Hiding Faces in Plain Sight: Defending DeepFakes by Disrupting Face Detection

TL;DR

This paper presents FacePoison, a proactive defense that contaminates input faces to disrupt DNN-based face detectors, thereby thwarting both training and inference of DeepFake models. It introduces VideoFacePoison, a temporal extension using optical flow to propagate perturbations across video frames with reduced computation. By adapting multiple adversarial attacks to attack intermediate detector features and employing an importance-guided pseudo-objective, the method achieves robust disruption across five detectors and eleven DeepFake models, with strong transferability and resilience to common perturbations.

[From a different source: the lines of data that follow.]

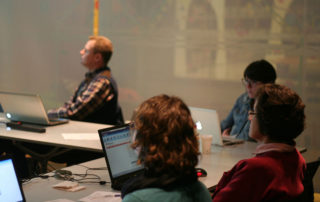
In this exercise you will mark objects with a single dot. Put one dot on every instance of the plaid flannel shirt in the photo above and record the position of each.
(93, 91)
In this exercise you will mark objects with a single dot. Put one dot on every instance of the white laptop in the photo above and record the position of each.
(10, 187)
(207, 122)
(120, 158)
(26, 108)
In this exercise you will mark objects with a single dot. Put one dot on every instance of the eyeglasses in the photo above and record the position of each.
(249, 82)
(251, 114)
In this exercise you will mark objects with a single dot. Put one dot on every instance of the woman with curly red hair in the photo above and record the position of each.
(168, 149)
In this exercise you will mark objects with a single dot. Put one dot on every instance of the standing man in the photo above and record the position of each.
(255, 76)
(96, 98)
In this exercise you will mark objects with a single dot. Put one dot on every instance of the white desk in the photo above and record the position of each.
(53, 135)
(39, 190)
(220, 160)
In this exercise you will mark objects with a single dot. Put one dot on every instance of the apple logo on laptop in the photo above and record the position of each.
(8, 115)
(199, 125)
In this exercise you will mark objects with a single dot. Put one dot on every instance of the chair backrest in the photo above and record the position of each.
(308, 192)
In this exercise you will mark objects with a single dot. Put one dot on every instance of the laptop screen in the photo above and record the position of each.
(121, 158)
(10, 189)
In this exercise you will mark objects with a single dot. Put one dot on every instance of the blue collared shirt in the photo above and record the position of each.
(237, 119)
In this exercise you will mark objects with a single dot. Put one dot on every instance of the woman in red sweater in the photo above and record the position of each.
(276, 172)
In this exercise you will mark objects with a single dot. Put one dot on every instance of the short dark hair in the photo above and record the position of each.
(103, 46)
(262, 71)
(280, 112)
(166, 136)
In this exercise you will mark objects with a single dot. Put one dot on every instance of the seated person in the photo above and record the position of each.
(96, 98)
(255, 75)
(277, 170)
(168, 148)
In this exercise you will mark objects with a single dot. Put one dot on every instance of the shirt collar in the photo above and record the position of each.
(89, 75)
(279, 147)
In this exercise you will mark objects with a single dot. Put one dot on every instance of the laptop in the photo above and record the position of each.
(10, 188)
(121, 159)
(207, 123)
(26, 108)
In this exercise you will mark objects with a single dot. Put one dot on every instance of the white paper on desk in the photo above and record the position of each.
(102, 196)
(60, 200)
(80, 136)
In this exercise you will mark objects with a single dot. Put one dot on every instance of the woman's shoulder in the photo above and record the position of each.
(193, 192)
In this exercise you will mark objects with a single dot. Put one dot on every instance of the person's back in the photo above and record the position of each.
(168, 149)
(96, 98)
(255, 75)
(277, 171)
(190, 193)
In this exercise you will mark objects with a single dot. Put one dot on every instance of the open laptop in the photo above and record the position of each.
(121, 159)
(207, 123)
(26, 108)
(10, 188)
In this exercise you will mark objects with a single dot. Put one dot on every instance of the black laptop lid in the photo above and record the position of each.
(10, 188)
(121, 159)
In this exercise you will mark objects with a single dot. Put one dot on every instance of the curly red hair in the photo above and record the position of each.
(166, 135)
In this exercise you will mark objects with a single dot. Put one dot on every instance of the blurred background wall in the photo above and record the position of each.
(195, 49)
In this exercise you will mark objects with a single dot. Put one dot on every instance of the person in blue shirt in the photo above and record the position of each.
(255, 75)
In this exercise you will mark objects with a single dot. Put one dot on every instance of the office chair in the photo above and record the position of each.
(308, 193)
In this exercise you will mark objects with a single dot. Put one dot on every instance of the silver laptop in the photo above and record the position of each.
(10, 188)
(26, 108)
(121, 159)
(207, 123)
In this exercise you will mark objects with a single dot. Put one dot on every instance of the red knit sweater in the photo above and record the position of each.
(269, 176)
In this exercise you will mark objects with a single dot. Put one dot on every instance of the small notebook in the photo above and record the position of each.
(10, 188)
(26, 108)
(121, 159)
(207, 123)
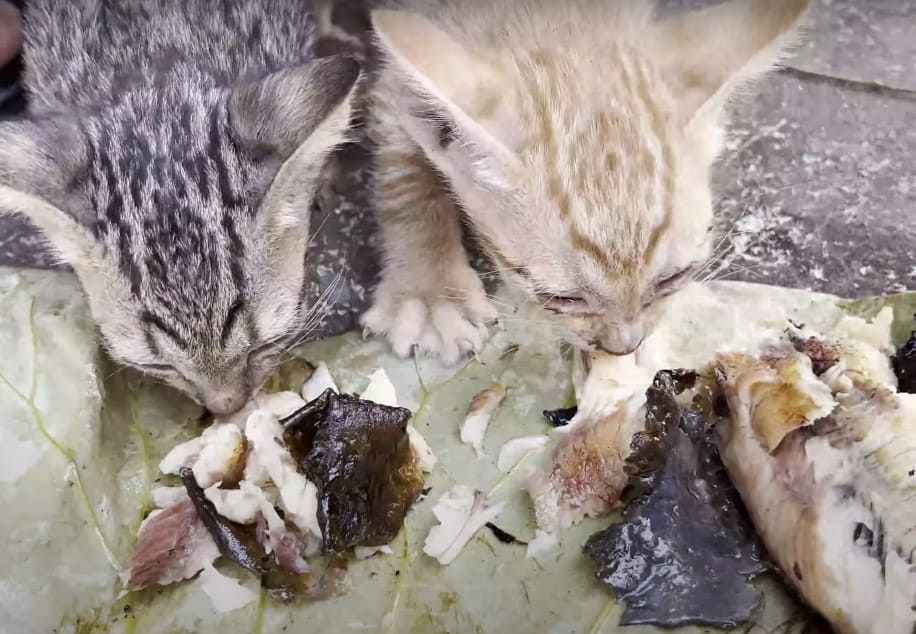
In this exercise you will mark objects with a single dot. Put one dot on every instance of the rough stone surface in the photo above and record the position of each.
(817, 190)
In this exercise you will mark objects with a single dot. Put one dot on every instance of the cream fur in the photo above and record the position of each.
(577, 137)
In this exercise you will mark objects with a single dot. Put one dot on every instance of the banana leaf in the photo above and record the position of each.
(82, 438)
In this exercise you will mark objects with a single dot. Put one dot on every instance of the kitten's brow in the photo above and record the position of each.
(154, 321)
(231, 319)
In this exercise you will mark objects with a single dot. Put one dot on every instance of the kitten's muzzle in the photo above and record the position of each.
(621, 342)
(225, 403)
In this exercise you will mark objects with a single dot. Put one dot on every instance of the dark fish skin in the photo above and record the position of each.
(359, 456)
(560, 417)
(905, 366)
(228, 537)
(686, 550)
(171, 547)
(238, 544)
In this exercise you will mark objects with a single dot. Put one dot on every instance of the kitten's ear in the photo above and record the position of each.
(275, 115)
(37, 166)
(296, 117)
(709, 54)
(456, 83)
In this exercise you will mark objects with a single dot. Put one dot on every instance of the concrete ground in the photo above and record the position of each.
(817, 190)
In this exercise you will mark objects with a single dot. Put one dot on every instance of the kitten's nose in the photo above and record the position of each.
(226, 403)
(622, 342)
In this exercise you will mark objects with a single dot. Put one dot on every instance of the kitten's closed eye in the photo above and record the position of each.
(569, 304)
(673, 282)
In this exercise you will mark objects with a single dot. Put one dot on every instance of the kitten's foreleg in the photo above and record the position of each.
(429, 297)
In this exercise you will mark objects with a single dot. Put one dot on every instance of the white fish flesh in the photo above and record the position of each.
(826, 465)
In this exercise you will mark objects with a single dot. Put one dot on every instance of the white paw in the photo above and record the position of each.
(447, 328)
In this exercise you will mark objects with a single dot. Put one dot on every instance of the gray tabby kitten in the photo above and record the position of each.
(171, 156)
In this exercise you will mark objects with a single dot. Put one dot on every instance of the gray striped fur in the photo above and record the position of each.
(171, 157)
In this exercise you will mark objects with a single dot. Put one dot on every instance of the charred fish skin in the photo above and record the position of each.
(834, 498)
(686, 551)
(904, 362)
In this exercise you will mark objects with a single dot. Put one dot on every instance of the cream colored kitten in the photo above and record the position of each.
(576, 136)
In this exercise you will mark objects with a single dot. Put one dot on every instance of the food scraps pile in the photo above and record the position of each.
(800, 457)
(797, 456)
(279, 484)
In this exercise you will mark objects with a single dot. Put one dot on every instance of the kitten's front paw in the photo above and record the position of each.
(440, 326)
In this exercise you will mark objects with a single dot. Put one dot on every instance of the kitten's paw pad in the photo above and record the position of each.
(441, 328)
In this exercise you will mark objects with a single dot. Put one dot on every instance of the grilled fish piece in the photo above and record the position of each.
(826, 466)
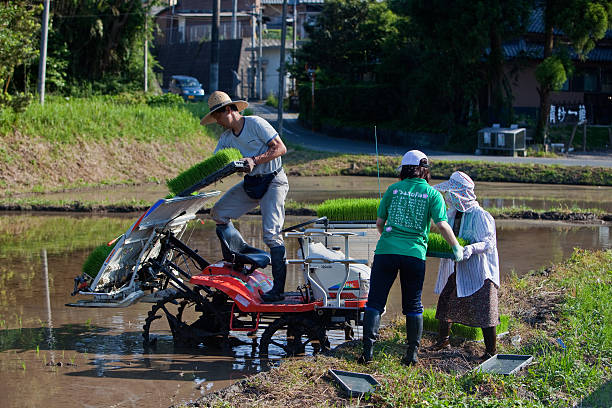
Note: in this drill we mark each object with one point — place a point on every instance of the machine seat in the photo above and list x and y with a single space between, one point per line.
237 251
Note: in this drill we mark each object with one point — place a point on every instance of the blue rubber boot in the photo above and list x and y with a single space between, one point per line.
371 323
414 332
279 274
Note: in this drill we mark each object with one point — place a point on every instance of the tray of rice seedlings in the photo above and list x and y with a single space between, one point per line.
221 164
96 259
430 323
363 210
438 247
349 209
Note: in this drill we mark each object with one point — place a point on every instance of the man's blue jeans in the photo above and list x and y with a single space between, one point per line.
384 272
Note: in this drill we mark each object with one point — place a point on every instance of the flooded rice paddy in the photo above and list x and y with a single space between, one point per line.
56 356
318 189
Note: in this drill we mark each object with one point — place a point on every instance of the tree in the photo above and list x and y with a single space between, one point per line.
19 30
450 39
346 42
582 22
506 20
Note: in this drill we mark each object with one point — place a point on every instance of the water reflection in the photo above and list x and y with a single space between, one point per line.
101 351
318 189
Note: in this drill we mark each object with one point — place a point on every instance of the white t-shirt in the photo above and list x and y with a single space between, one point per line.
252 141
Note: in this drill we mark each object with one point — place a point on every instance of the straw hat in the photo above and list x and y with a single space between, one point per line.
216 101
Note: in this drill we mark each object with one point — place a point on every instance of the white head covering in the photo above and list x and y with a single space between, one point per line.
460 191
413 158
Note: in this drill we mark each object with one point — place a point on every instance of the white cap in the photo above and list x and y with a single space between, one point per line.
413 158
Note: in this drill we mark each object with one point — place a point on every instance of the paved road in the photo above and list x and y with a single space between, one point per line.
294 133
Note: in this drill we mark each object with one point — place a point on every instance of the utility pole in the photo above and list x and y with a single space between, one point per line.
259 73
214 48
42 63
234 21
294 39
281 77
146 53
252 76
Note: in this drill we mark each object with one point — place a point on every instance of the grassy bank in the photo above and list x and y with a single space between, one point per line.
555 212
304 163
71 143
568 301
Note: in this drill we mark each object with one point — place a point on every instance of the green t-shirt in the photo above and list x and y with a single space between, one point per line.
408 208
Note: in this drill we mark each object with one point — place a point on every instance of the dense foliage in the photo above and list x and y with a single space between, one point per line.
18 40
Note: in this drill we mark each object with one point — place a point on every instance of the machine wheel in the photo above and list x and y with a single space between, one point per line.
292 335
189 321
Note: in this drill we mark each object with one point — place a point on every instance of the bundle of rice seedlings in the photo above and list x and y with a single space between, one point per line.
96 259
430 323
438 245
349 209
203 169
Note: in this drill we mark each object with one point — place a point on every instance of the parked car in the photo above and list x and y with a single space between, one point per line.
188 87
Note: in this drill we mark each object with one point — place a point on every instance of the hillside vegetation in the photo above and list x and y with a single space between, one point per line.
75 142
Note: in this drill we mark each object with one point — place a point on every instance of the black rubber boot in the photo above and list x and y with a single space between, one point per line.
490 340
414 331
279 274
443 336
371 323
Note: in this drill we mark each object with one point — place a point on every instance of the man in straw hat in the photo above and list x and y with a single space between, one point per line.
265 184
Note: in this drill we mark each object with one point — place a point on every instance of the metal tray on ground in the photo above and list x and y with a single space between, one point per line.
228 170
505 363
354 384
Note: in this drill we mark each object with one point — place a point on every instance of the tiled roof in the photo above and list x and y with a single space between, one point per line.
536 51
290 2
536 24
269 43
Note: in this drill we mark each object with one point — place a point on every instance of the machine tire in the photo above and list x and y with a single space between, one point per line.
190 321
299 332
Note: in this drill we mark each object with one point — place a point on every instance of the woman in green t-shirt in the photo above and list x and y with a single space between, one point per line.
404 216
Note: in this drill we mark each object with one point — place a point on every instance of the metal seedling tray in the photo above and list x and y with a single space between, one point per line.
505 363
354 384
438 254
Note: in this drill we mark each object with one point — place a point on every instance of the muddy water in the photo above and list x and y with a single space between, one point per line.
57 356
318 189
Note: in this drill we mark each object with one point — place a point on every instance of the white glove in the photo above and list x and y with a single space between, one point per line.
458 252
467 252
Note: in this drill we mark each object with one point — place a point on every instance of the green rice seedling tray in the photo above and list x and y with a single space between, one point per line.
430 323
348 209
203 170
438 254
231 168
505 364
354 384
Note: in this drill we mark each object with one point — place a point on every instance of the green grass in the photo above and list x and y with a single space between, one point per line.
26 235
578 375
103 118
197 172
96 259
349 209
430 323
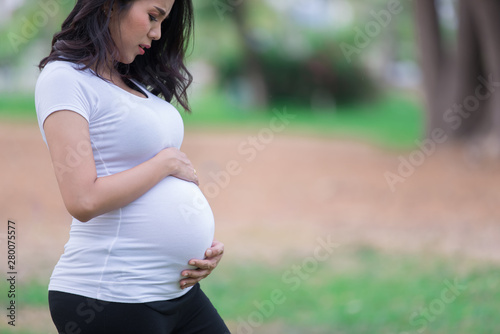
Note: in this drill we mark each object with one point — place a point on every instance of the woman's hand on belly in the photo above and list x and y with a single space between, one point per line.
213 255
179 164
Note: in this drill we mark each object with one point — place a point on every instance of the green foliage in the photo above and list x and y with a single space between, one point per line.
373 293
392 121
358 290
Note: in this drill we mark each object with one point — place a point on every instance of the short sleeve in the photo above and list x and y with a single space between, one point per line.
60 86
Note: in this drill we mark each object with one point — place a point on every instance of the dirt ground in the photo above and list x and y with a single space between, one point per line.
277 200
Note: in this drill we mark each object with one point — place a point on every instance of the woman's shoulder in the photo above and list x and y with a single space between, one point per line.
64 69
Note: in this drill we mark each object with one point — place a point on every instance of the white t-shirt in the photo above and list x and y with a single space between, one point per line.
134 254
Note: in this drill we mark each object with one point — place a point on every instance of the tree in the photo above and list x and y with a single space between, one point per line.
462 83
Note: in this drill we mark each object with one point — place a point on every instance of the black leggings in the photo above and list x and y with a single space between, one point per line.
189 314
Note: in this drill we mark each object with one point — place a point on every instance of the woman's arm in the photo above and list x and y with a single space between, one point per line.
84 194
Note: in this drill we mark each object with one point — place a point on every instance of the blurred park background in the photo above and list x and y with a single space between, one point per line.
349 149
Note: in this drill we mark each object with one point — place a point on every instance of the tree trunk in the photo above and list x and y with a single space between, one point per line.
458 98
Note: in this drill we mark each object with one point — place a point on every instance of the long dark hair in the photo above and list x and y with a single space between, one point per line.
85 39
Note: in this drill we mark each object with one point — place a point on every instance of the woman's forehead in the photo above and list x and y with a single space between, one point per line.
164 4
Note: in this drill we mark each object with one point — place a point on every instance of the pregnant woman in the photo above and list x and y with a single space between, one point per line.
142 232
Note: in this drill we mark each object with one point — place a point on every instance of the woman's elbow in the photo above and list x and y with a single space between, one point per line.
82 210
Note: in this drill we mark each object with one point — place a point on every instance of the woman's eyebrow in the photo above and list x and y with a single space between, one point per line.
162 11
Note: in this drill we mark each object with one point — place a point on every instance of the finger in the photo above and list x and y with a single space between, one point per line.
216 250
195 274
205 264
188 283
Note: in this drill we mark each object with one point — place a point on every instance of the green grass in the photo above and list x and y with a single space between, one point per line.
376 293
353 291
17 107
392 121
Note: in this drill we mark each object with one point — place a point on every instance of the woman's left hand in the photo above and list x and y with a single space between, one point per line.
213 255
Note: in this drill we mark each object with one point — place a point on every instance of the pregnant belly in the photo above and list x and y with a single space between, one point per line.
168 226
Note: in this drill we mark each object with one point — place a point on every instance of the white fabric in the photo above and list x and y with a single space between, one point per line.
134 254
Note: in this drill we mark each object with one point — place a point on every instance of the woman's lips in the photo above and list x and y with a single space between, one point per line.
142 47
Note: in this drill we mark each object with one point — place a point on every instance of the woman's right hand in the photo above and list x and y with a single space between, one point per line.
178 165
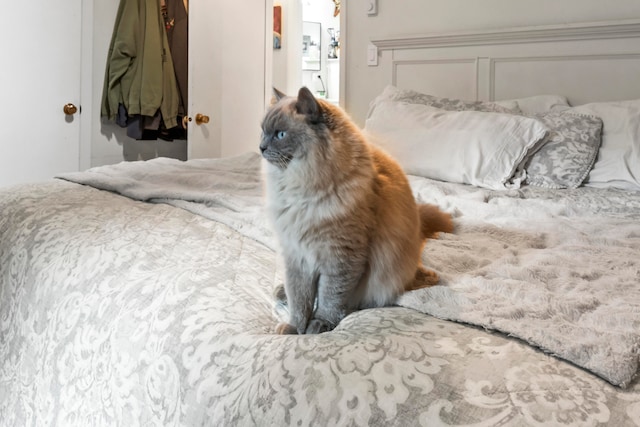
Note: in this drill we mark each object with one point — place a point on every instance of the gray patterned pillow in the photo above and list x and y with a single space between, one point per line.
568 153
392 93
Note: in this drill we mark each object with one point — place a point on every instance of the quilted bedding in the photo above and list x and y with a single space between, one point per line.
115 311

The approach is complementary to existing detectors, offering a practical, user-centric defense channel, though it is tailored to face-swap DeepFakes and relies on modern detectors, inviting further work on broader forgery techniques and defenses.

Abstract

This paper investigates the feasibility of a proactive DeepFake defense framework, {\em FacePosion}, to prevent individuals from becoming victims of DeepFake videos by sabotaging face detection. The motivation stems from the reliance of most DeepFake methods on face detectors to automatically extract victim faces from videos for training or synthesis (testing). Once the face detectors malfunction, the extracted faces will be distorted or incorrect, subsequently disrupting the training or synthesis of the DeepFake model. To achieve this, we adapt various adversarial attacks with a dedicated design for this purpose and thoroughly analyze their feasibility. Based on FacePoison, we introduce {\em VideoFacePoison}, a strategy that propagates FacePoison across video frames rather than applying them individually to each frame. This strategy can largely reduce the computational overhead while retaining the favorable attack performance. Our method is validated on five face detectors, and extensive experiments against eleven different DeepFake models demonstrate the effectiveness of disrupting face detectors to hinder DeepFake generation.

Paper Structure

This paper contains 36 sections, 12 equations, 10 figures, 9 tables.

Figures (10)

  • Figure 1: Examples of DeepFake, which involves replacing the original faces with synthesized faces while keeping the same facial expressions. These examples are from li2020celeb.
  • Figure 2: Overview of FacePoison. The left part shows the typical generation process of DeepFake conducted by adversaries, covering the inference and training phase of DeepFake models. The right part shows how our method obstructs the DeepFake generation. The rationale is that our method disrupts face detection, leading to incorrect face detection results. It can pollute the input faces during either inference or training, ultimately hindering the DeepFake generation process.
  • Figure 3: Overview of our method on disrupting face detection. Our method attacks multiple intermediate features with the instruction of importance-guided maps, amplifying the disturbance on key elements indicated by these maps. See text for details.
  • Figure 4: Overview of the VideoFacePoison method on disrupting face detection in a video. Our method can propagate the FacePoison on a certain frame ($x_{(v)}$ in this example) to adjacent frames based on the optical flow algorithms. See text for details.
  • Figure 5: Visual examples of using different adaptations to disrupt face detection. For each face detector, the top row corresponds to the original results and the bottom row is the results using our method.